Another potential factor is the introduction to the market of an abuse-deterrent formulation of OxyContin®. This formulation was initially introduced as a response to a rising opioid-abuse problem. OxyContin is a time-released dosage form of oxycodone HCl that has been blamed by some for the rising opioid-abuse problem in the United States.23 After the introduction of this drug to the market, some drug abusers recognized that the tablets could be crushed and then injected or snorted.24 Crushing the tablet degraded the time-release properties of the tablet, which liberated the relatively large amounts of the oxycodone HCl. The large amounts of oxycodone HCl, which were intended to be released slowly and in smaller amounts over time, created an intense high when abused in this manner.

It is now reported that an abuse-deterrent formulation of OxyContin, introduced to the market in August 2010, has shifted the abuse pattern from OxyContin to other drugs. Researchers reported a significant decrease in the number of respondents claiming the use of OxyContin as a primary drug of abuse than before the release of the abuse-deterrent formulation less than two years earlier. These researchers also cite a slight increase in the use of hydrocodone and other oxycodone agents. However, for other opioids, including high-potency fentanyl and hydromorphone, selection rose markedly. Of all opioids used to “get high in the past 30 days at least once,” OxyContin fell from 47 percent of respondents to 30 percent, whereas heroin use nearly doubled.25 Heroin is frequently tainted with fentanyl.

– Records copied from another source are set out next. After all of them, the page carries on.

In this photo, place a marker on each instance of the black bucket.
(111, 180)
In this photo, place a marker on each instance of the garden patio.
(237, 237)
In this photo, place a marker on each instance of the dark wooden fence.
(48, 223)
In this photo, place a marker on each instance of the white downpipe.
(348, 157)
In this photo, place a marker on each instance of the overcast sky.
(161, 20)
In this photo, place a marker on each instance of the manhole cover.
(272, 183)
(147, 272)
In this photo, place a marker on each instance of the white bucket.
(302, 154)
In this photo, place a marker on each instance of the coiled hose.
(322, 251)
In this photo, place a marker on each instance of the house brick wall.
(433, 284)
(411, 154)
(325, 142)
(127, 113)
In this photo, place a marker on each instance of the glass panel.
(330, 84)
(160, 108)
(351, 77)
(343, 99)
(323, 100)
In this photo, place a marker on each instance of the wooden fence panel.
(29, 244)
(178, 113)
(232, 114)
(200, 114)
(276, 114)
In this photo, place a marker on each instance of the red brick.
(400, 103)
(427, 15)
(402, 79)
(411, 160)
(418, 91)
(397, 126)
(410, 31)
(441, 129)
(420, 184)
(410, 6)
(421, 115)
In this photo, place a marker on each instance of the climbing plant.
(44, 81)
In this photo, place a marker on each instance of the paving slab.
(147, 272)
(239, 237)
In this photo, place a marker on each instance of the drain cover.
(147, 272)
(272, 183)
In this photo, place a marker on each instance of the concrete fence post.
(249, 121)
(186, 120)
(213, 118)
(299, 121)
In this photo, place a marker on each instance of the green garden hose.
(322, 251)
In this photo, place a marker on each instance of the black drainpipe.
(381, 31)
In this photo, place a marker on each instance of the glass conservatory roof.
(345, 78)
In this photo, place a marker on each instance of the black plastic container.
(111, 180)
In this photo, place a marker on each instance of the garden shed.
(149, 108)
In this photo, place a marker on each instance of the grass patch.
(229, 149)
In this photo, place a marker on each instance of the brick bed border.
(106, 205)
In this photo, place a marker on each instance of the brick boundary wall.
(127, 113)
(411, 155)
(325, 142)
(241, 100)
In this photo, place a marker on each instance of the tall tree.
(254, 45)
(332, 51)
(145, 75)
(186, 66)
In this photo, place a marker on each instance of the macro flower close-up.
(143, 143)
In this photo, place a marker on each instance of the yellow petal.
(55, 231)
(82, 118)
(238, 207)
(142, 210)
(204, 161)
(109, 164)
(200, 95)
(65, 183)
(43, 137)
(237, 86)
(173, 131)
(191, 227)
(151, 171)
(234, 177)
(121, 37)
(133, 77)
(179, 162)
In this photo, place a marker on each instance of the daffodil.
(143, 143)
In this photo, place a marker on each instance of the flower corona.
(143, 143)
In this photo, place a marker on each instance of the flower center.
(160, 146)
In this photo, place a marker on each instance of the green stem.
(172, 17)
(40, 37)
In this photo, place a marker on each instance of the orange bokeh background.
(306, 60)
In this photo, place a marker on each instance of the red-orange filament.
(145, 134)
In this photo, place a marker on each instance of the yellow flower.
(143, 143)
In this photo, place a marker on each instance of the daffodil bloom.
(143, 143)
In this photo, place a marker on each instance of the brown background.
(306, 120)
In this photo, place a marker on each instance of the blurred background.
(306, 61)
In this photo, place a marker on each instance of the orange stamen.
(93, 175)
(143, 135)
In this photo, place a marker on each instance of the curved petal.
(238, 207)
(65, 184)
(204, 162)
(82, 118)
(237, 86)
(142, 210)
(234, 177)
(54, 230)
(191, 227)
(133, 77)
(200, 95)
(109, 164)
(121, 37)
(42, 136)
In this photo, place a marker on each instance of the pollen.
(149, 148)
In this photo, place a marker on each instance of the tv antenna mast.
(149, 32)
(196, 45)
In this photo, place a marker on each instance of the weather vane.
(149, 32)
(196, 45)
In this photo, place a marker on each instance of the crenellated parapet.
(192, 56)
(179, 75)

What Does This Mean for First Responders at the Scene?

The extremely high potency of some of the analogues of fentanyl creates a high level of potential danger for first responders and law enforcement personnel. These public servants routinely encounter powders or pills and attempt to presumptively identify these substances in the field. Historically, the potential for lethal exposure to dangerous drugs was quite low. The use of the proper level of personal protective equipment (PPE) worked well because it protected against most suspected threats, but it did not significantly encumber the responder. However, some of the analogues of fentanyl are very potent, and proper PPE can be both difficult to work in and very expensive.

 

The response community is struggling with recommendations on how to address samples of suspected fentanyl, especially its potent analogues. Although some guidance documents have been released, (11)26-27 no universal approach to dealing with the specific challenges associated with fentanyl compounds has been adopted by the emergency response community. It is likely, especially considering a recently published position statement of the American College of Medical Toxicology and American Academy of Clinical Toxicology,28 that when trained responders using proper PPE respond to a fentanyl scene, the risk of clinically significant exposure to fentanyl and its analogues is low. Therefore, there are some important points that responders should consider when arriving on scene to ensure their safety and the safety of others at the scene.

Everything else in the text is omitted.